As Kya climbed out of the water, she saw an outsider near her own age rush at the father in Kya’s defense. She later learns this boy’s name is Tate (the older version of whom is played by Taylor John Smith). Kya pushed the boy away from her father, and her father turned on her mother. Later in the evening, Kya lay in bed, listening as her father continued to beat her mother. The next morning, Kya’s mother packed her bag and left all her children, never to return. All of the children, after being beaten by their father, followed suit over the next one or two years—all except Kya.

Kya had learned from the mistakes of her family when it came to dealing with her father. She kept quiet and stayed away from the other children in the nearby North Carolina town. Thus, her father treated her well for some time. He even provided her with a gift— an old keepsake from his military days. Then he too left, and at the age of seven, Kya was left to fend for herself.

Kya seems to be in her early to mid-twenties in 1969, the year when her story is told. Tate had returned when Kya was in her teens, teaching her to read and write and providing her with gifts. They formed a relationship which viewers could feel good about, with each party liking and respecting the other. But when Tate started college, Kya lost hope in ever seeing him again. That was when Chase was introduced.

Chase, played by Harris Dickinson, was a bad egg from the start. It began when Kya saw Chase looking at her, and she smiled at him. When he invited her to a picnic on a nearby beach, he attempted to force himself on Kya. After she broke free and said the date was over, Chase only pursued her all the more. He wooed her with talk of what their relationship could be. All too soon, he was spending far too much time in her lonely house in the swamp. He talked to Kya of dating and marriage and eventually took her innocence, but his intentions with her were never pure. It soon became apparent that Chase was very much like Kya’s father, simple and abusive.

Just as Kya was learning to avoid Chase, Tate made his reappearance. He was immensely sorry for leaving her without making good on his promises to return and asked her to forgive him. Kya said she didn’t know how to forgive.

 When Chase was suddenly found dead, Kya was accused for his murder. The “good citizens” who knew Kya as “the marsh girl” had no qualms with prosecuting her for his death. After all, Kya had sufficient reason to hate Chase. As the trial proceeded, the small handful of citizens who accepted and loved the young woman provided their thoughts against Kya’s involvement. Those who had never acknowledged Kya as a normal local resident presented evidence on how she had executed the murder. The jury’s conclusion was surprising to all involved.

My Opinion on Where the Crawdads Sing

I personally disliked this movie for several reasons. I will write on the main two. Firstly, the premise of Kya’s background is way too unrealistic. Though Kya’s mother supposedly tried to reunite with her children, I find it unlikely that neither Kya’s mother nor any of her siblings thought it a good idea to take her along with them. Also, I wonder why the father turned so violent one day? Can a wife and husband have been together so long before she realizes how abusive he is?
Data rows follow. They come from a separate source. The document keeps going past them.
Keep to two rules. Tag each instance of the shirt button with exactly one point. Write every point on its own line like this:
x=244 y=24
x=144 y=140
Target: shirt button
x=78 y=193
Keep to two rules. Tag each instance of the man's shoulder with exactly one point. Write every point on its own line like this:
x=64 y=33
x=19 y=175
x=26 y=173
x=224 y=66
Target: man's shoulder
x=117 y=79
I could ask many similar questions, but the movie offered me no answers.

The second largest reason I cannot recommend the movie is because of the ending. I cannot and will not advocate murder. Regardless of who the murderer was or how the murderer got away, I don’t believe it’s right to turn a murderer into a hero. While I thought Chase was a person without any admirable traits, I personally have to believe there is more than one way to deal with a thug.  Just like there is more than one way to skin a cat…or so the saying goes. But it seemed as if Where the Crawdads Sing promoted the right to kill, especially if the person being murdered was a bad character.
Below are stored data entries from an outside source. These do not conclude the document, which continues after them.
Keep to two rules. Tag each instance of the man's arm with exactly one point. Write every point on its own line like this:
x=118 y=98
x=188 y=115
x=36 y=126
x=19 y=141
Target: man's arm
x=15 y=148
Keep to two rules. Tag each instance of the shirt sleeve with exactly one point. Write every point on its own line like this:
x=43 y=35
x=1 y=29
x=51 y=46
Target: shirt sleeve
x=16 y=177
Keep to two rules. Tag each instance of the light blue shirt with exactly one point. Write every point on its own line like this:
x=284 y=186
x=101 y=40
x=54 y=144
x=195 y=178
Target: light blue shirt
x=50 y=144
Where the Crawdads Sing Conclusion

I enjoyed the scenic backgrounds of Where the Crawdads Sing. When mud isn’t the main focus, the trees, the water, and the wildlife make swamps and marshes a true wonder to behold. Regardless of the beautiful scenery, I cannot recommend this movie to anyone. I especially do not recommend it to conservative families with children under the age of eighteen.

SCORE: 4/10

If the script writer had altered the ending somewhat, perhaps made the murder an accident, then I could have really enjoyed this movie. But in this instance, I have to agree with the movie critics and admit that I disliked film. I, personally, found the premise too exaggerated and the ending too horrific and disheartening.